BYU CS students recently won second place in an international competition for their handwriting recognition software.
CS professor Bill Barrett and a group of grad students worked on their submission for months, competing against student teams from around the world and even a professional company.
The competition, called International Conference on Frontiers in Handwriting Recognition Software (ICFHR), required the teams to work with part of an historical document. The team needed to create a computer system that could scan the document and produce an accurate transcription.
The BYU computer science team included CS graduate students Curtis Wigington, Lucas Pinto, Seth Stewart and Brian Davis.
To do this the team needed to find a way for the software to recognize each character and word, but the team faced several challenges along the way.
“The primary one was probably the bleed-through,” Davis said. “It’s like when you press really hard with a pen on paper and you can see the ink through the page.”
Another challenge was the archaic German dialect used in the document.
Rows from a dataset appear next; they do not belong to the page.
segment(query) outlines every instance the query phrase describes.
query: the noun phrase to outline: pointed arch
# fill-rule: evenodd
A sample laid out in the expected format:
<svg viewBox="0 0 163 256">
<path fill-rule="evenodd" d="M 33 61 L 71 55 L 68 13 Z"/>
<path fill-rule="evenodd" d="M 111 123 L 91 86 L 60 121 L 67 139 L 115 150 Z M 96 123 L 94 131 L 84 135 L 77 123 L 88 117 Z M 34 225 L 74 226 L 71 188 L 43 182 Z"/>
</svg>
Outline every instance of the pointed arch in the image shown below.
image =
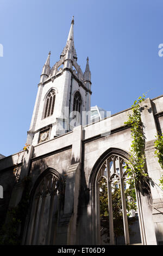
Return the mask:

If the document had been written in a modern language, the team could have programmed the software to know what to expect. But with older languages, as in this case, a computer has a harder time predicting what is written.
Instead, the team applied their knowledge of how the human eye recognizes visual information. The team created an algorithm that allowed the software to recognize patterns of words and character styles, similar to the way the human eye identifies different shapes.
“For the other problems with the documents we just had to explore combinations of algorithms to see what could help overcome those issues,” Wigington said. “Most of it was just a lot of trial and error to figure out what worked and what didn't.”
Once submissions were in, the competition measured how accurate a transcription the software could produce. To do this, each team’s software was used to transcribe another excerpt from the same document used to design the software.
To do this, the competition measured the percent of missed characters and words. The BYU CS team missed only 5 percent of characters, with about 20 percent of words missed. This placed them just behind the team from Germany who won first place.
“We were very pleased to place 2nd in this competition especially because we were relative newcomers to using this kind of network for handwriting recognition,” Barrett said.
“I was amazed at how well it went just based on how little time we had to put it together and the fact that I could barely read any of it and somehow [the algorithim] was reading successfully,” Wigington said.
The long-term goal is to get down to less than 1 percent of missed characters or words, Stewart said. That level of accuracy would mean the technology could be used to improve indexing efforts and be able to search for more meaningful information.
But no matter how advanced the technology becomes, there may always be a need for human interaction to aid the process, Stewart said.
Even so, the applications for this sort of technology are far-reaching. BYU has a particular interest in developing this field because of the LDS church’s involvement in Family History Indexing.
“We have been working on the problem of handwriting recognition in historical documents for many years,” Barrett said. “Much of this was motivated by the desire to assist the Church and FamilySearch.”
Barrett attributes much of the success of the competition to the students’ hard work and competitive edge. The students have continued refining their software since the competition and using the technology to transcribe other documents.
“We have now applied this handwriting recognition technology to thousands of authors and multiple languages on documents written centuries apart and have achieved results that surpass the best known [technology] that we are aware of,” Barrett said.